La concurrence entre les stands est poliment acharnée — chacun se présente comme l’original, le meilleur, celui que préfère le président. J’ai essayé trois stands différents en deux visites et honnêtement, ils sont tous excellents. Allez à celui qui a la queue la plus courte.
L’eau
Maracas Bay fait face à l’Atlantique plutôt qu’aux eaux plus calmes des Caraïbes, ce qui signifie que le ressac a une vraie énergie. Lors de ma première visite, les vagues montaient à la poitrine et persistaient, et un groupe d’adolescents faisait ce que les adolescents font partout face aux vagues — se jeter dans les plus grandes et en ressortir triomphants ou toussotants, les deux étant apparemment aussi satisfaisants l’un que l’autre. J’ai nagé une heure et suis sorti avec du sable dans des endroits que je n’énumérerai pas. La station de maître-nageur fonctionne les week-ends et les jours fériés ; un mardi tranquille, je partageais l’eau avec peut-être vingt autres personnes.
L’eau est chaude de cette façon qui fait oublier la température. Je flottais sur le dos à regarder des frégates tournoyer au-dessus de la ligne des arbres, sans penser à rien d’utile.
Les collines derrière
Ce que les visiteurs ratent systématiquement : les courts sentiers de randonnée qui s’enfoncent dans la Northern Range depuis chaque extrémité de la plage. Ils ne sont pas particulièrement balisés, mais celui à l’extrémité est vous fait traverser une forêt secondaire en une vingtaine de minutes jusqu’à un belvédère d’où l’on voit toute la baie déployée en contrebas. La forêt sent agressivement le vert — feuilles mouillées, terre, quelque chose de fongique et vivant. J’ai fait s’envoler une paire de motmots d’une branche ; ils sont partis avec ce battement d’ailes lent et caractéristique, leurs queues en raquette se balançant.
La foule le week-end
Venez en semaine si vous pouvez. Le dimanche après-midi, Maracas se transforme en salon collectif de Trinidad — familles avec glacières bien garnies et enceintes portables et enfants qui courent partout, groupes d’amis qui font clairement ça tous les dimanches depuis des années. C’est joyeux et c’est aussi extrêmement bondé. L’ambiance est fondamentalement différente d’une plage touristique : c’est les Trinidadiens à la plage, ce qui est une chose précise et magnifique, mais le parking devient une affaire de quarante minutes et les files pour le bake-and-shark s’étirent.

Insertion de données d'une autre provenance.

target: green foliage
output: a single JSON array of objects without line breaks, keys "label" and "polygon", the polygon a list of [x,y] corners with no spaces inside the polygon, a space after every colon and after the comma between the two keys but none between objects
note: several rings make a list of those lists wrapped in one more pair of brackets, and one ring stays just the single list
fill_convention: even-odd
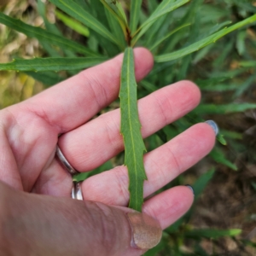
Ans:
[{"label": "green foliage", "polygon": [[39,42],[55,44],[61,49],[67,49],[75,53],[81,53],[90,56],[98,56],[98,54],[94,53],[87,47],[81,45],[76,42],[65,38],[63,37],[55,35],[50,32],[47,32],[41,27],[36,27],[27,25],[19,20],[11,18],[0,13],[0,23],[4,24],[20,32],[26,34],[27,37],[35,38]]},{"label": "green foliage", "polygon": [[[251,1],[49,2],[58,8],[57,20],[81,37],[78,37],[75,42],[70,39],[70,35],[64,33],[59,22],[50,23],[47,19],[45,4],[41,0],[38,1],[38,9],[44,20],[44,28],[30,26],[0,13],[1,23],[29,38],[37,38],[47,55],[46,58],[32,60],[17,59],[14,55],[15,60],[0,64],[0,70],[26,72],[50,86],[125,50],[119,96],[121,132],[125,146],[125,164],[130,176],[131,207],[141,210],[143,183],[146,179],[143,165],[145,147],[140,134],[137,97],[142,98],[184,79],[195,80],[202,91],[202,103],[191,113],[145,140],[148,150],[162,145],[193,124],[217,119],[217,121],[222,122],[221,125],[225,125],[226,121],[223,120],[226,120],[230,113],[243,114],[256,108],[255,102],[247,101],[246,97],[252,94],[256,78],[253,36],[256,7]],[[233,25],[230,26],[230,23]],[[223,38],[224,35],[226,37]],[[155,60],[153,71],[138,84],[137,91],[131,48],[137,45],[150,49]],[[67,72],[60,72],[62,70]],[[243,146],[242,132],[230,131],[228,125],[220,128],[218,140],[223,145],[217,143],[209,155],[209,162],[213,160],[219,164],[218,166],[224,165],[230,170],[240,170],[239,165],[227,157],[227,152],[229,149],[236,152]],[[252,152],[256,154],[253,150]],[[122,164],[123,154],[115,160]],[[79,174],[75,179],[83,180],[112,167],[108,161],[92,172]],[[214,168],[212,168],[194,183],[196,200],[213,174]],[[182,181],[183,177],[180,177],[165,189],[183,184]],[[166,229],[162,241],[146,255],[209,255],[201,247],[203,239],[218,239],[223,236],[231,237],[240,232],[236,230],[193,230],[188,224],[193,211]],[[192,240],[190,249],[193,253],[190,254],[180,249],[187,239]]]},{"label": "green foliage", "polygon": [[119,92],[121,108],[121,133],[125,143],[125,165],[129,171],[131,208],[142,211],[143,181],[147,179],[143,166],[146,148],[141,135],[137,106],[137,83],[135,79],[132,48],[125,51]]},{"label": "green foliage", "polygon": [[55,12],[56,17],[61,20],[64,24],[66,24],[68,27],[72,28],[78,33],[84,35],[84,37],[89,37],[90,32],[89,29],[83,26],[81,23],[78,22],[77,20],[71,19],[67,15],[63,15],[61,12],[57,11]]},{"label": "green foliage", "polygon": [[14,60],[0,64],[0,70],[15,71],[61,71],[80,70],[106,61],[106,58],[35,58],[32,60]]},{"label": "green foliage", "polygon": [[78,3],[72,0],[50,0],[50,2],[55,4],[63,12],[66,12],[70,16],[77,19],[88,27],[98,32],[101,36],[118,44],[117,40],[106,26],[94,18],[89,12],[82,9]]}]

Quand y aller : Maracas est agréable toute l’année mais à son meilleur en saison sèche (janvier–mai). Le ressac augmente pendant la saison de la houle atlantique (juillet–septembre), ce qui convient aux nageurs compétents mais n’est pas idéal si vous venez avec de jeunes enfants. Les matins en semaine avant midi sont le créneau idéal pour le parking et l’affluence.